BATH, N.Y. (18 NEWS) - The Greater Southern Tier BOCES in Painted Post and Ira Davenport Memorial Hospital in Bath have teamed up to give special education students a chance for competitive employment. 

Project SEARCH is a program available internationally and for the first time ever, GST BOCES is offering it. On Thursday morning, the school recognized nine hardworking special education students, with hopes of working in a professional setting, for their acceptance.

It's a unique yearlong school-to-work transition program. 

"It gives students a project-based learning opportunity to become trained workers in a setting outside of the normal school setting, so this program encompasses both academic and internship work," BOCES District Superintendent James Frame said. 

Speakers on Thursday called it a game-changer because students won't just be learning from teachers they're used to, but professionals in healthcare who will show them a different side of education. 

These interns are pioneers, and they'll be setting the bar for the following group next year.  

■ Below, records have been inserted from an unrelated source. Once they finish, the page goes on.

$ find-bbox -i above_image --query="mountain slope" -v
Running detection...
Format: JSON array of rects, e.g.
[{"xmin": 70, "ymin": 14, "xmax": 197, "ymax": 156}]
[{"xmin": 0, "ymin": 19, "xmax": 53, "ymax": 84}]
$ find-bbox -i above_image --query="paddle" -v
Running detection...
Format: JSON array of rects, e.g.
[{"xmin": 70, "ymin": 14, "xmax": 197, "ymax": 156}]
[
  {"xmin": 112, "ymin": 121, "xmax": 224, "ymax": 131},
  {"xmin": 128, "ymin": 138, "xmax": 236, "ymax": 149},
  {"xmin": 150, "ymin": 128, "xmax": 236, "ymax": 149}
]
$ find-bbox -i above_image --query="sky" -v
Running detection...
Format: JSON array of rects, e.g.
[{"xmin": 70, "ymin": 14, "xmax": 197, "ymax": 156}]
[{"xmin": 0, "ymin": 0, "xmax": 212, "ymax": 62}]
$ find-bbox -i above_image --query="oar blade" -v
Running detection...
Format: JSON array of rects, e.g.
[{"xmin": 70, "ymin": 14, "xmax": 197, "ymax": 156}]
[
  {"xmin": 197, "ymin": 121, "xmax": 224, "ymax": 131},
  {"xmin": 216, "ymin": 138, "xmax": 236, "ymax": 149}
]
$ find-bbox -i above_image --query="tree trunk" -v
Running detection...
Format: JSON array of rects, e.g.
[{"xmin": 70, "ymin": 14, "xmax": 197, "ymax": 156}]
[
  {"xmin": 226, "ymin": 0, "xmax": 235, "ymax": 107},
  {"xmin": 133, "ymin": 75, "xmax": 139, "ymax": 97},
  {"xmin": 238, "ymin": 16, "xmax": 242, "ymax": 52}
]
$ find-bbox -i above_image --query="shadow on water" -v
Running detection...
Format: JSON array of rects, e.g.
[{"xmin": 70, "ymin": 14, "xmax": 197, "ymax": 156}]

When the year is up, the goal is to be in competitive employment, meaning 16 or more hours a week and earning a competitive wage in an inclusive setting with people that do and do not have disabilities. 

"Next week, I am studying to be a medical records person," Project SEARCH Intern Alyssa Card said. 

"I'm going to be an activity aid at the nursing home," Joseph Moreno, another intern, said. "I really like to work with other people and I'm really sociable with people."

And when asked why he was interested in the program, Brad Farr said... "To get job experience, so I could get a better paying job."

Hospital representatives are looking forward to potentially hiring the students at the close of the program.

"Healthcare's changing, so we have to look at different programs and services to meet the community," Richard Cleland, site administrator at Ira Davenport, said. "It's all about meeting the community needs. It's important to be able to help people and develop job skills."